Sterling rose against the dollar and euro on Wednesday as investors were relieved that British Prime Minister Keir Starmer’s position was now more secure than at the beginning of the week.
The pound rose 0.5% against the dollar to $1.3708. Much of this was due to the dollar’s overall depreciation in the face of weak US employment data, but the UK currency also held firm against the euro.
The common currency fell 0.26% to 86.97p, down from Monday’s peak of 87.41p, when Mr Starmer’s position was under serious threat.
Mr Starmer on Tuesday vowed never to step away from his job to change Britain, rebuffing challenges to his authority by the Scottish Labor leader and other party figures who called for him to resign.

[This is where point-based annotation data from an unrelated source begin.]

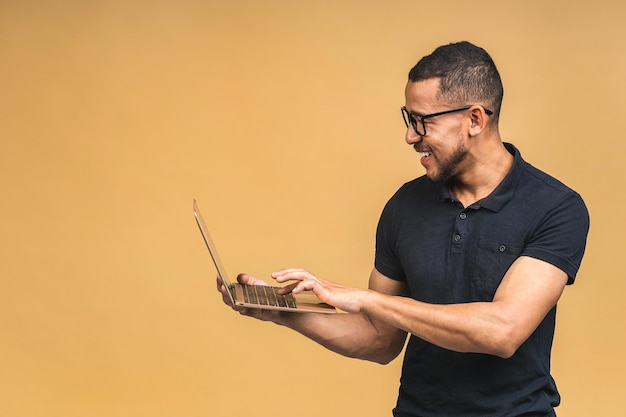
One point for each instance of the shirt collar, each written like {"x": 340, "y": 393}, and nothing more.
{"x": 503, "y": 192}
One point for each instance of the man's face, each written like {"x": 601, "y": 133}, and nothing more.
{"x": 442, "y": 149}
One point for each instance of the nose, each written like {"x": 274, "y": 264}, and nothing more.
{"x": 411, "y": 137}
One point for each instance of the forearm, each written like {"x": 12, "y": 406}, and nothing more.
{"x": 351, "y": 335}
{"x": 471, "y": 327}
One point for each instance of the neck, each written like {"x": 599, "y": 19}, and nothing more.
{"x": 487, "y": 169}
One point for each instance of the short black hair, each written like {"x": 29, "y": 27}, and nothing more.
{"x": 467, "y": 75}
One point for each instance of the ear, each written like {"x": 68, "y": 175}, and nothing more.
{"x": 477, "y": 120}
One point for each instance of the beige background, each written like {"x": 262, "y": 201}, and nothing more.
{"x": 282, "y": 118}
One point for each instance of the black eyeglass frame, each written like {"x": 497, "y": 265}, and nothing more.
{"x": 409, "y": 118}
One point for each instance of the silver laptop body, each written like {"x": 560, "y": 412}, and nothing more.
{"x": 259, "y": 296}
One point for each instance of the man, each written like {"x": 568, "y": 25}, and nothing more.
{"x": 471, "y": 258}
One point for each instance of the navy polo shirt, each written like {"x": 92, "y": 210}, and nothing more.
{"x": 447, "y": 253}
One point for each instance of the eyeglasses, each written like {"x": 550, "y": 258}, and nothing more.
{"x": 418, "y": 121}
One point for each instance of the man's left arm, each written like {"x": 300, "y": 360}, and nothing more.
{"x": 528, "y": 291}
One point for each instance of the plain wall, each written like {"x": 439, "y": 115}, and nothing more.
{"x": 283, "y": 119}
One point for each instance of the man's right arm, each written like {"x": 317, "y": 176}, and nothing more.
{"x": 352, "y": 335}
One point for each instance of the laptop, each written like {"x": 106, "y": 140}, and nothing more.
{"x": 260, "y": 296}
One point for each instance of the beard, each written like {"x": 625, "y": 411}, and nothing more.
{"x": 448, "y": 166}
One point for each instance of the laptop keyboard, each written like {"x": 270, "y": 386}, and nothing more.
{"x": 268, "y": 296}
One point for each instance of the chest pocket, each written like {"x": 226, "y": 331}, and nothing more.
{"x": 493, "y": 259}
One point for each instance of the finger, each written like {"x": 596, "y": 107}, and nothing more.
{"x": 294, "y": 275}
{"x": 287, "y": 288}
{"x": 246, "y": 279}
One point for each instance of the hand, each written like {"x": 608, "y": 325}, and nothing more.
{"x": 347, "y": 299}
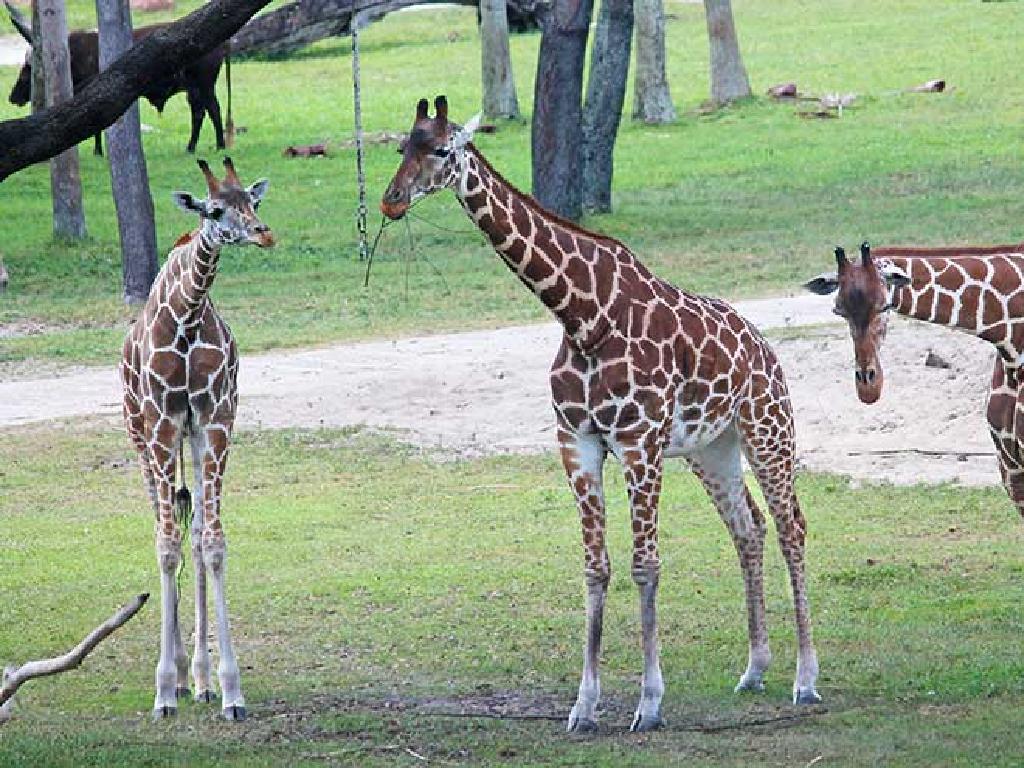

Investors also appreciated the Bank of England’s unexpectedly narrow decision last week to keep interest rates on hold, prompting traders to raise bets on a March rate cut.
The euro had fallen to 86.13p last week before the central bank’s decision.
MUFG senior currency analyst Lee Hardman said: “Much of the EUR/GBP rally is justified by the dovish Bank of England reinforcing our view that it will be more aggressive in cutting interest rates this year.”
“And while new political uncertainty is never good for the pound, Starmer’s position as prime minister currently appears to be in a more secure position, at least until local elections[in May].”
“If he were to be sacked, the natural reaction would be to sell the pound and gilt.”
Once traders review the US payroll data released later in the day, all eyes will turn to UK GDP data for January and Q4 2025, released on Thursday.
Stronger data could cause the market to reassess its bets on a March rate cut. Traders currently believe there is about a 60% chance of a 25 basis point rate cut.